Regression Model :monthly volume forecast model is not satisfied

Joey666 · March 1, 2024, 1:14pm

Hi Team,
I am trying to do monthly volume forecast by customer with kind of regression models by using historical monthly vol (2022-07 ~ 2023.12). The model test and predict result is: R^2 is 0.8-0.9 but MAPE is always 0.56-0.9. However, when i implemented the trained model with new data (2024-01), the predicted volume vs 2024-01 actual volume has quite huge gap, which is not acceptable.

I have preprocessed my historical data to get customer monthly volume, past one month, past 2 month, past 3 month till past 6 month vol, also get past 1 year vol. Besides, i sum holiday# per month as an impacted feature

I am not sure where i can improve and how i can improve my model. Can anyone have such experience to improve my model accuracy.

Here is my KNIME flow (trained data).

Train ML Model.knwf (137.3 KB)

mlauber71 · March 1, 2024, 2:43pm

@Joey666 you sample workflow does not contain any data. Maybe you can save it again with the data in a /data/ subfolder or when saving it uncheck the Reset option:

mlauber71 · March 1, 2024, 2:48pm

@Joey666 concerning regression Machine Learning tasks. I can offer this collection of nodes to compare models

Joey666 · March 2, 2024, 5:02am

Thanks a lot for your guidance ! I have reexported the workflow without reset. But when i am going to upload here, it is saying the flow is over it’s max size (4M), anything i can do to successfully upload to community?

Joey666 · March 2, 2024, 5:16am

Thanks for sharing this. i have question how i can save this workflow to my local space？ when i drag to my local workspace, seems the flow is not shown there still.

Also, regarding the partitioning, it is a must to use partitioning to split data to train& test data set in a ML model? can i use row splitter node to split test/train data if i have to choose some specific data as a test data (actually i managed to split exact same data with Row Splitter and Partitioning, but the scorer shows very strange result if i use row splitter to split data)

rfeigel · March 2, 2024, 4:44pm

To download a workflow from the Hub, click the link above and then the download button.

The downloaded file is knfw file (KNIME “zip” file.) You’ll need to install it.

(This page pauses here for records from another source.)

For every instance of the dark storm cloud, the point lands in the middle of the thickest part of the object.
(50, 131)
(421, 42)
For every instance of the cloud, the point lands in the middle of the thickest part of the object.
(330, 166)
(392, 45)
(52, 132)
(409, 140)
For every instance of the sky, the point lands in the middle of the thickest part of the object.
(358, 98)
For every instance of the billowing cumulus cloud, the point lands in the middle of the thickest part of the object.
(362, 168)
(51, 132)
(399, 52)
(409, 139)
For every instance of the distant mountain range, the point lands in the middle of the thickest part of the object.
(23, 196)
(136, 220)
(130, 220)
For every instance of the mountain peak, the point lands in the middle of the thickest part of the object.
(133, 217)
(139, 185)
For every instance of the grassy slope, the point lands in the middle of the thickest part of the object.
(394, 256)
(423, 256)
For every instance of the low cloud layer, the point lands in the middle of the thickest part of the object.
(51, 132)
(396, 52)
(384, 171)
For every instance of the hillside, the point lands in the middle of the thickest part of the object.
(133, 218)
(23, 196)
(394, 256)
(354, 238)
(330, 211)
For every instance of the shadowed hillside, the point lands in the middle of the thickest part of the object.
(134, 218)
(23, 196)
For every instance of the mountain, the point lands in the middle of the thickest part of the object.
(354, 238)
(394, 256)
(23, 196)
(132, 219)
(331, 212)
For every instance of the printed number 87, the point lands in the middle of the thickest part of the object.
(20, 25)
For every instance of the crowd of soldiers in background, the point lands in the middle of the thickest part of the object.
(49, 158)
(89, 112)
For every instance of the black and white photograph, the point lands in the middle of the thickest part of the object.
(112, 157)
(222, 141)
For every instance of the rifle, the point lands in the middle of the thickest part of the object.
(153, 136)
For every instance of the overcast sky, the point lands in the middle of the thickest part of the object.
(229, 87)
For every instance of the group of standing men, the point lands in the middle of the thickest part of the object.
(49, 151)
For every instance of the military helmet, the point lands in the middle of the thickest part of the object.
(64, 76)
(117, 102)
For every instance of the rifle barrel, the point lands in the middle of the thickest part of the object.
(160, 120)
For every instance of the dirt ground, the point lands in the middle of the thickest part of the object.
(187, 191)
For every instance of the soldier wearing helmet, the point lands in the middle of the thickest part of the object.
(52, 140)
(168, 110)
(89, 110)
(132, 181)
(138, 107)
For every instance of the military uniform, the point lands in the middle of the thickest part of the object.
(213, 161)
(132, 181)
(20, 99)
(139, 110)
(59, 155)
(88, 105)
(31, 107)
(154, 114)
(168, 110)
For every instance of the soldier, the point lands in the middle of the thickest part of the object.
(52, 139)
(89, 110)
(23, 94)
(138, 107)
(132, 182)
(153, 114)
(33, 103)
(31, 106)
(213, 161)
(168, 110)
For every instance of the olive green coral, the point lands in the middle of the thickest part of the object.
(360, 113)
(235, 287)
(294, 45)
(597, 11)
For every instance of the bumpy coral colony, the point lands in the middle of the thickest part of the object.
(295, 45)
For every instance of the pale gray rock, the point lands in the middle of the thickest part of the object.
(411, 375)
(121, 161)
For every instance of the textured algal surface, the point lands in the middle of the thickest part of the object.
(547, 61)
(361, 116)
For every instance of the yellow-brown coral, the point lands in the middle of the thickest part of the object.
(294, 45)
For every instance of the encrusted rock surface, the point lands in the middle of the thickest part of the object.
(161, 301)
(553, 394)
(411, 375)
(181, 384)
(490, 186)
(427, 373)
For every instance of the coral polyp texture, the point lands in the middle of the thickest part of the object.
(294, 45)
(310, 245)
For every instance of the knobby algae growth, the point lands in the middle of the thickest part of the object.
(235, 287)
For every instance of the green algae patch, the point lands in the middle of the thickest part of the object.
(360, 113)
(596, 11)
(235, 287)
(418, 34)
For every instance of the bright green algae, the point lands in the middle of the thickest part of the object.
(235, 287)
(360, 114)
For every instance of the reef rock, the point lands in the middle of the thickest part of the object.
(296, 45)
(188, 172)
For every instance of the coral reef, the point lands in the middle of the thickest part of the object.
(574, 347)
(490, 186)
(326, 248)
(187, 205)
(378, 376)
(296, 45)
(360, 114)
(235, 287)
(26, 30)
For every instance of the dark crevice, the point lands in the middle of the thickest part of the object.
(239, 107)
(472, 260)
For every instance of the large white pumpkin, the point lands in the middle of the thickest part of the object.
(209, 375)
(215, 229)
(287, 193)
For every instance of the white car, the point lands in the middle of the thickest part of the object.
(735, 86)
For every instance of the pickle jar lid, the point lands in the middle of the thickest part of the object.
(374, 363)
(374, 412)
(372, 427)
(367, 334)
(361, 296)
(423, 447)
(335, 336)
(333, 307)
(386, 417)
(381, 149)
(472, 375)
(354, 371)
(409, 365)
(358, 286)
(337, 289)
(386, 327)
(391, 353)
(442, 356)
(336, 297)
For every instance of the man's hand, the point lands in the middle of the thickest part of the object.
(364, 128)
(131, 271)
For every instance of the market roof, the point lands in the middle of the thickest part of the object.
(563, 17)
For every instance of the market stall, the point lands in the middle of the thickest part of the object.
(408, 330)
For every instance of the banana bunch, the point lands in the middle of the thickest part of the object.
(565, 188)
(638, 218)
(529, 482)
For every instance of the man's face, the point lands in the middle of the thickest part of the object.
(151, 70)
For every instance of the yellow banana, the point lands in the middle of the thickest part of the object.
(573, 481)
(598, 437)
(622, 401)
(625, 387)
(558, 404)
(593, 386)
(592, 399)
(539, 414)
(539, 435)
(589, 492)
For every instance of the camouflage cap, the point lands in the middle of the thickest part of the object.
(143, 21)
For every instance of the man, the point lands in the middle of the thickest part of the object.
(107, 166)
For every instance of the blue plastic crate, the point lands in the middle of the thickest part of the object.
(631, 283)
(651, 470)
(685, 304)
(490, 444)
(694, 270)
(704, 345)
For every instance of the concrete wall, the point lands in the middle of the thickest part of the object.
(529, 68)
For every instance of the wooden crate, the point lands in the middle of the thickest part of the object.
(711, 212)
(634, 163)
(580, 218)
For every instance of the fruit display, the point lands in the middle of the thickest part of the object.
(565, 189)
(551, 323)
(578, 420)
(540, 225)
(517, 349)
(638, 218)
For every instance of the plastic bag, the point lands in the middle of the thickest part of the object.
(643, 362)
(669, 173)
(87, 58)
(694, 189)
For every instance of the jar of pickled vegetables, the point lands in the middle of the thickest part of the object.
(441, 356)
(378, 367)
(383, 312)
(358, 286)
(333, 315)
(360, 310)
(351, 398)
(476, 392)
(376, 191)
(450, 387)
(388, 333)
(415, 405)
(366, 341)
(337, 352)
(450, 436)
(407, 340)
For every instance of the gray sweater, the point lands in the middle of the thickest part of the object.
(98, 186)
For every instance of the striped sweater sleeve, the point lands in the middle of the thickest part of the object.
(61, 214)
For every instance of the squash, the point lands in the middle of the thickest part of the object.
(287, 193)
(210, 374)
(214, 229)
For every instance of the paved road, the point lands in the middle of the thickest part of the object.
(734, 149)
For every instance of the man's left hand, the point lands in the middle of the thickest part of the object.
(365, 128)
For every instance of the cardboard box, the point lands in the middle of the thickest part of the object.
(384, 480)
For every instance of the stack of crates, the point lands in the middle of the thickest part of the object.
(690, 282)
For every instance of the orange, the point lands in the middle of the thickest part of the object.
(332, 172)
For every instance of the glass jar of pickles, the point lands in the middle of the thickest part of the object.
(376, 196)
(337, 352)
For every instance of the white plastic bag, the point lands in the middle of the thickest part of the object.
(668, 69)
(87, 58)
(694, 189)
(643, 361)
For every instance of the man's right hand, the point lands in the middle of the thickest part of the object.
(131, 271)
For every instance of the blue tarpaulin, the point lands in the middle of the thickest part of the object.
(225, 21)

Joey666 · March 4, 2024, 3:52am

Thanks a lot for your guidance！

Joey666 · March 4, 2024, 11:13am

Thanks for your guidance on downloading workflow. I have question about Data split for test and train data below. Could you pls help me ? Thanks so much

Also, regarding the partitioning, it is a must to use partitioning to split data to train& test data set in a ML model? can i use row splitter node to split test/train data if i have to choose some specific data as a test data (actually i managed to split exact same data with Row Splitter and Partitioning, but the scorer shows very strange result if i use row splitter to split data)
[/quote]

rfeigel · March 4, 2024, 3:45pm

I don’t know anything about your dataset, i.e. how balanced it is. I would recommend that you use the Partitioning node. Using the row splitter can result in unintended “data drift.” If your data is very unbalanced check out resources such as SMOTE to manage it.

mlauber71 · March 4, 2024, 4:00pm

You can use the KNIME Hub. Or you could see if the data as a KNIME .table would be smaller.

system · June 2, 2024, 4:00pm

This topic was automatically closed 90 days after the last reply. New replies are no longer allowed.